The larger windows with multiple panes were an indication of wealth.

Kitchen garden which was traditionally divided into 4 sections and surrounded by a fence for protection from wind and animals.

The milk house

Another way to tell the wealth of a plantation owner was the color of the walls.  Blue paint cost more.

Spinning wheel in the middle, yarn weasel on the right. The weasel wound and measured the yarn. When it was full it made a popping sound. According to most people, "pop goes the weasel," refers to the children's song. A lot of controversy and research, by the way, over various lyrics to that song.  
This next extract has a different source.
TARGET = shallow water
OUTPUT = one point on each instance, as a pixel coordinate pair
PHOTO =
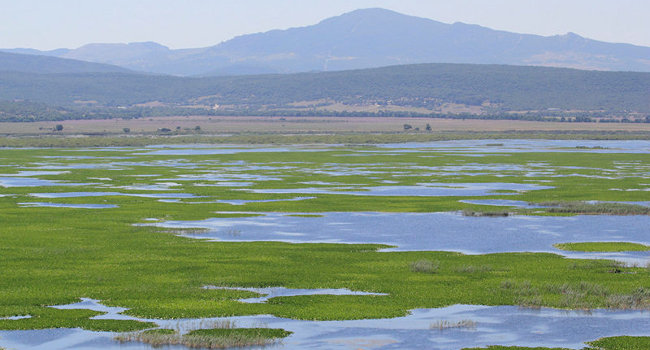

The cone shaped item in the center of the table is the entire year's worth of sugar in the 1700's. No wonder they died young back then. Who could live on that small amount of sugar?

An 1800's washing machine with a hand crank and inside some paddles that moved the clothes around.

Saw several deer outside the Rackliffe Plantation House.

I looked out Thurs. afternoon as this fella walked by.

The ocean waves were pretty strong Thurs.

The foal took a lot of naps.

I've seen several lending libraries in the park and not just for kids.

On our evening walk around the loop we caught the foal having a snack.

Where are the Piepers now?  Assateague, MD


  1. Ohhhh does this look like a place I'd LOVE to visit!!! My sister has and she was also in heaven!!! Thanks for sharing!!!!

  2. Was there horse poop everywhere?

    1. Yes, but the loop hosts appeared to go around at least once a day, and maybe twice, to scoop it off the roads and paved paths. It was worth it to have the horses around. It was funny to hear the kids go "eewww" every time they saw one poop.